# differences between <$500 bikes



## feh (Mar 8, 2007)

Hi folks.

I've decided to buy a new road bike over the web (either through ebay or bikesdirect.com).

I'm not familiar with components; this is the first bike I've bought in almost 20 years. The leading candidates are the Motobecane Record and the Mercier Galaxy AL:

http://www.bikesdirect.com/products/motobecane/motobecane_record.htm
http://www.bikesdirect.com/products/mercier/gal_al.htm

From what I understand, both bikes are probably built at the same factory, and are very similar. The only major difference that I can see is the carbon fiber fork on the Record.

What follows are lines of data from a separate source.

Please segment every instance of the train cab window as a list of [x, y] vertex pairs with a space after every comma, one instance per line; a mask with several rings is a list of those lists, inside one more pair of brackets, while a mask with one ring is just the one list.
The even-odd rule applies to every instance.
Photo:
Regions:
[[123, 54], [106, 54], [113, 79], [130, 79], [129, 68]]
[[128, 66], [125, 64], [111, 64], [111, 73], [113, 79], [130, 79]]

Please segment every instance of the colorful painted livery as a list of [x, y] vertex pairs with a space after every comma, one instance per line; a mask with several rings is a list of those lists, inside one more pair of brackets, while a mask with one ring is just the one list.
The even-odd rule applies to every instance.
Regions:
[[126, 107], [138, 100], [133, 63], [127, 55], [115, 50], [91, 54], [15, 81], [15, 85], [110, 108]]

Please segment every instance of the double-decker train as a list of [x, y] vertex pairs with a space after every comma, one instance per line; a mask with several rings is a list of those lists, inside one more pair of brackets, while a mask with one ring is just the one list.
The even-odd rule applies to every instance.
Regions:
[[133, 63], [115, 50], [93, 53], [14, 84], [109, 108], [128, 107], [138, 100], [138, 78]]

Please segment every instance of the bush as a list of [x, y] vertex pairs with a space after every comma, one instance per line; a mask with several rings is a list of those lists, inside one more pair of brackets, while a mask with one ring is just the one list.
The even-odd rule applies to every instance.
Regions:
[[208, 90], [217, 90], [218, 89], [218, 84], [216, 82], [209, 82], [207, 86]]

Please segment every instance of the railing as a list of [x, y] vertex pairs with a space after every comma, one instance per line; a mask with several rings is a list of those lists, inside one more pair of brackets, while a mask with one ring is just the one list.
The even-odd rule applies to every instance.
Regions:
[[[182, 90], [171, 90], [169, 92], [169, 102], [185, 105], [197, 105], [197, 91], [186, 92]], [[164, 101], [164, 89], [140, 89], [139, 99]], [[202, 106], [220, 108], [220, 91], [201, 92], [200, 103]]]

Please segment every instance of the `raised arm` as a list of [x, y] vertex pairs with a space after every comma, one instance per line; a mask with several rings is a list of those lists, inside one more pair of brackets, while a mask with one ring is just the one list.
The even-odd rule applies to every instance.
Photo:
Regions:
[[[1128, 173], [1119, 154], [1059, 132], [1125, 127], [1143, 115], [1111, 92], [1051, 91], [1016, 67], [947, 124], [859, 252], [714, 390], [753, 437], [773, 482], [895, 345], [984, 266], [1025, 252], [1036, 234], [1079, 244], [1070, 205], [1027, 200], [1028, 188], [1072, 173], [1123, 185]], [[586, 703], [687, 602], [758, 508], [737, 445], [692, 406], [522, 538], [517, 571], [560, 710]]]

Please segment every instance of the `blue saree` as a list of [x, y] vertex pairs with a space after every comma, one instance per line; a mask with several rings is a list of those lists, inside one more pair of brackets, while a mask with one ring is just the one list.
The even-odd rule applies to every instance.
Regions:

However, the Record is $150 more. Are there any other major differences that my inexperienced eyes don't see? Would the CF fork make that much of a difference?

I also looked at the Dawes products, but shied away because they have the 2200 derailleurs and 2203 shifters; are the Sora components generally preferable?

I'll be using the bike for exercise, and it probably won't see more than a few hundred miles a year.

Thanks!


----------



## Lifelover (Jul 8, 2004)

Either one would e fine but for my money I would consider the full Tiagra Ibex 4400 for $499.

IMO it's a better looking bike and the Tiagra is quite a bit nicer than the Sora.


----------



## feh (Mar 8, 2007)

Lifelover said:


> Either one would e fine but for my money I would consider the full Tiagra Ibex 4400 for $499.
> 
> IMO it's a better looking bike and the Tiagra is quite a bit nicer than the Sora.


Thanks for the suggestion - I've read other places that Ibex is a good choice in this price range.


----------